Court orders trial over Martins Beach public access

A state appeals court in San Francisco Wednesday ordered a trial in San Mateo Superior Court on whether there is right of public access to the popular Martins Beach near Half Moon Bay.

The beach is owned by Silicon Valley entrepreneur Vinod Khosla and managed by two companies he created. He bought it in 2008 and beginning in 2009 sought to close it to the public by locking a gate to the only access road and installing “No Trespassing” signs.

A citizens’ group, Friends of Martins Beach, alleged in a Superior Court lawsuit that actions by the previous owners, the Deeney family, beginning in the early 1900s created a dedication, or right, of public access to the beach.

In a 52-page ruling, a three-judge panel of the Court of Appeal said that the group had alleged adequate facts to allow a trial on that claim.

Justice Therese Stewart wrote for the court:

“We conclude Friends has alleged facts sufficient to state a common law dedication claim.”

The Deeney family’s previous actions included posting a billboard on nearby Highway 1 welcoming the public “with open arms”; building a parking lot, bathrooms and a convenience store for visitors; and at times charging a parking fee.

A trial would determine whether those actions in fact created a right of access.

Gary Redenbacher, a lawyer for the group, said:

“It’s a huge win for the public. It’s the next step in gaining access.”

The case is one of two lawsuits originating in San Mateo County Superior Court concerning access to the beach.

In the second case, filed by an organization called the Surfrider Foundation, Superior Court Judge Barbara Mallach ruled that the closure of the beach amounted legally to a coastal development, and that Khosla could not change public access without obtaining a development permit from the California Coastal Commission.

Khosla’s companies are now appealing that ruling to the Court of Appeal.

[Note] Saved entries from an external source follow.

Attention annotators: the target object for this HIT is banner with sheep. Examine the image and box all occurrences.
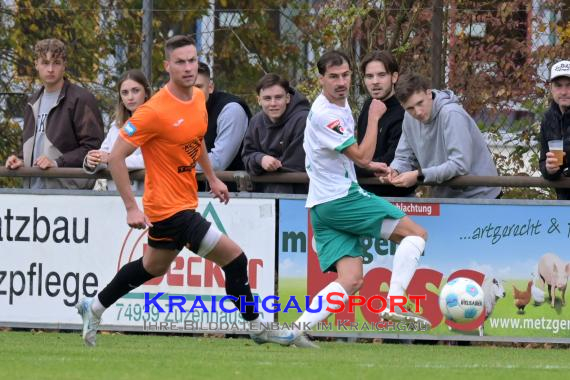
[279,199,570,343]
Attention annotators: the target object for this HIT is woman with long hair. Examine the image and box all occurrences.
[83,69,151,190]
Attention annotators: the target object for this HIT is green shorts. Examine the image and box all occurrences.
[310,183,406,273]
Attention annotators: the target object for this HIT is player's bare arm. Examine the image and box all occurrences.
[108,137,152,228]
[367,161,390,176]
[197,140,229,204]
[343,99,386,167]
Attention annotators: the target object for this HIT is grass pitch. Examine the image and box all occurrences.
[1,330,569,380]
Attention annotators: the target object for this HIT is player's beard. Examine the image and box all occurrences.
[173,74,196,89]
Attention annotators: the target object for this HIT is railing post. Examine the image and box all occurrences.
[141,0,153,83]
[233,171,253,192]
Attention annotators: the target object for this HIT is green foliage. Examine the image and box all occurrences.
[290,0,432,111]
[0,120,23,188]
[448,0,568,197]
[479,96,554,199]
[1,1,569,198]
[0,0,210,181]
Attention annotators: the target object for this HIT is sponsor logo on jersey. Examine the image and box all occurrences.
[123,121,137,136]
[326,119,344,134]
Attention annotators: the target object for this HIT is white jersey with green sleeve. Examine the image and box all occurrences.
[304,93,357,208]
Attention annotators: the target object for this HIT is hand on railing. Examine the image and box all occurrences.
[5,155,24,170]
[3,167,570,189]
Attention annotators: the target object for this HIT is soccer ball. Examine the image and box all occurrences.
[439,277,485,323]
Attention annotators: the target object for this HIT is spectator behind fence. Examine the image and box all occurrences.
[539,60,570,200]
[194,62,251,188]
[5,38,104,189]
[379,73,501,199]
[242,73,309,194]
[83,69,150,191]
[356,50,415,197]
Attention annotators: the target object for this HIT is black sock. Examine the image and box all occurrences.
[222,252,259,322]
[97,257,155,308]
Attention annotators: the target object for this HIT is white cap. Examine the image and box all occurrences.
[550,60,570,81]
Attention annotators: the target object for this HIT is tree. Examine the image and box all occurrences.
[448,0,569,198]
[0,0,118,187]
[0,0,208,187]
[1,1,568,197]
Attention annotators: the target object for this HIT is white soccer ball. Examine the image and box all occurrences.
[439,277,485,323]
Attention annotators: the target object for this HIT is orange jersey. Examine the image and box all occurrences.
[120,85,208,222]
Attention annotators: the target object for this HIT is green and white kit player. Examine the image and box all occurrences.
[283,51,431,348]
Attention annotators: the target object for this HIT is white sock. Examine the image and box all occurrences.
[90,296,106,318]
[388,236,425,299]
[295,281,348,332]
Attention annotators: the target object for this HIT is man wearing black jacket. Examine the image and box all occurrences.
[242,73,309,193]
[356,50,415,197]
[194,62,251,173]
[540,60,570,199]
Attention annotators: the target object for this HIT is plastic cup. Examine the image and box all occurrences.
[548,139,564,165]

The filing of briefs has not been completed and a hearing on the case has not yet been scheduled.

Redenbacher said he did not know how soon a trial will be held on the Friends of Martins Beach lawsuit.

The appeals court overturned a conclusion in which Superior Court Judge Gerald Buchwald said the Deeney families’ actions did not create a right of public access.

But in a second part of today’s decision, the appeals court ruled against Friends of Martins Beach and in favor of Khosla’s companies on another issue.

The court said the group could not base a claim to public access on an 1879 provision of the California Constitution that guarantees a public right of way to navigable waters along the California case.

The panel said that in the case of Martins Beach, the constitutional provision was preempted by the 1851 Treaty of Guadelupe Hidalgo with Mexico, which guarantees preservation of property rights granted by Mexico before 1851.

Redenbacher said he plans to appeal that part of the decision to the California Supreme Court.

Dori Yob, a lawyer for Khosla’s companies, said in a statement that they view this decision as a win for Khosla and for all coastal property owners.